# Double book raffle



## Dayvo (23 Aug 2016)

Time to pass on two books:

_Racing Through the Dark _- David Millar https://www.amazon.com/Racing-Through-Dark-David-Millar/dp/1409120384
_One Man and his Bike _- Mike Carter https://www.amazon.com/One-Man-His-Bike-Life-changing/dp/0091940567

I'll be returning to England next Monday for three days and will post the books then, so I'll need the winners' addresses by Saturday evening at the latest. 

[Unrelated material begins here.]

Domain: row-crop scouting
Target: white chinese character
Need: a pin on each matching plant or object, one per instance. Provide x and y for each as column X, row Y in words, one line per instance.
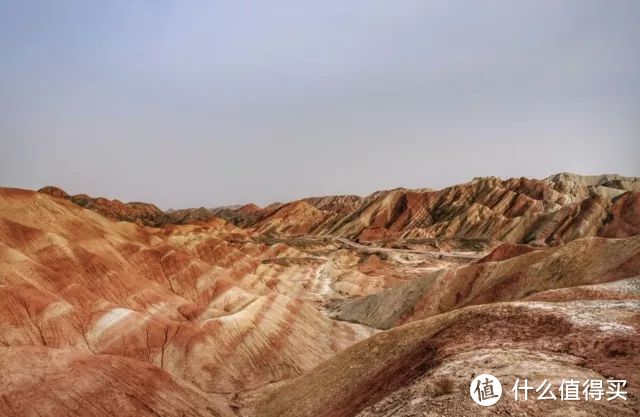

I'll draw the names on Friday evening.


----------



## Gert Lush (23 Aug 2016)

Could I put my name in for the David Millar book please?


----------



## Hill Wimp (23 Aug 2016)

Oooo One Man and His Bike for my ticket.

You should have arranged your trip a few days later and you could have joined us on https://www.cyclechat.net/threads/summer-cinque-ports-ride-6th-aug-3rd-sept.203851/

Most of the SE contingent of CC will be there and I'm sure we could have found you a bike.


----------



## Shadow (23 Aug 2016)

Yes please Dayvo; put my name in the hat for both please. Not being greedy, just trying to win one of these bl***y raffles!



Dayvo said:


> I'll be returning to England next Monday for three days


Another 'work' session near Felbridge?!?


----------



## shouldbeinbed (23 Aug 2016)

Could you put me in for Mike Carter please. 

I've read the Miller book, someone else will benefit better.


----------



## Buck (24 Aug 2016)

If I could have a raffle ticket for both into the lucky hat please ? 

Thank You!


----------



## Freds Dad (24 Aug 2016)

Can you please put me in the hat for both books please.


----------



## Dayvo (24 Aug 2016)

Hill Wimp said:


> You should have arranged your trip a few days later and you could have joined us on





Shadow said:


> Another 'work' session near Felbridge?!?



'Fraid not. Returning for my father's funeral. 

Glad to see there's a bit of interest in the books. Reading about cycling is almost as enjoyable as riding the bike itself.


----------



## Shadow (24 Aug 2016)

Dayvo said:


> Returning for my father's funeral.


Sorry to hear about that Dayvo. These times are never good, under the circumstances, I hope you have as pleasant enough trip as can be expected. Will you be staying with family while here?


----------



## Dayvo (24 Aug 2016)

Shadow said:


> Sorry to hear about that Dayvo. These times are never good, under the circumstances, I hope you have as pleasant enough trip as can be expected. Will you be staying with family while here?



Thanks, Shadow. Myself and the misses will be staying with an old mate for two nights in Brentwood. 

Hopefully I'll be able to top up on some more books (to pass on when I'm back in March).


----------



## Hill Wimp (24 Aug 2016)

Sorry to hear that @Dayvo.


----------



## Dayvo (26 Aug 2016)

Well, the draw's been made...

The recipient of the David Millar book is @Gert Lush 

and @Shadow was the winner of the Mike Carter book.

Hopefully the unlucky losers will have another chance if/when the books are re raffled. 

Can Gert Lush and Shadow pm their addresses asap so I can get them enveloped and addressed ready for posting on Tuesday or Wednesday next week.


----------



## Gert Lush (26 Aug 2016)

Yay! Pm on the way.


----------



## Shadow (26 Aug 2016)

hooray, at last, a winner for once; pm on its way.
will re-raffle as soon as read.


----------



## ACS (26 Aug 2016)

Missed it Bah


----------



## Shadow (26 Aug 2016)

ACS said:


> Missed it Bah


Too late. The Lush one took it. But hopefully he will re-raffle in due course in the spirit of these CC book raffles.


----------



## Gert Lush (27 Aug 2016)

Of course


----------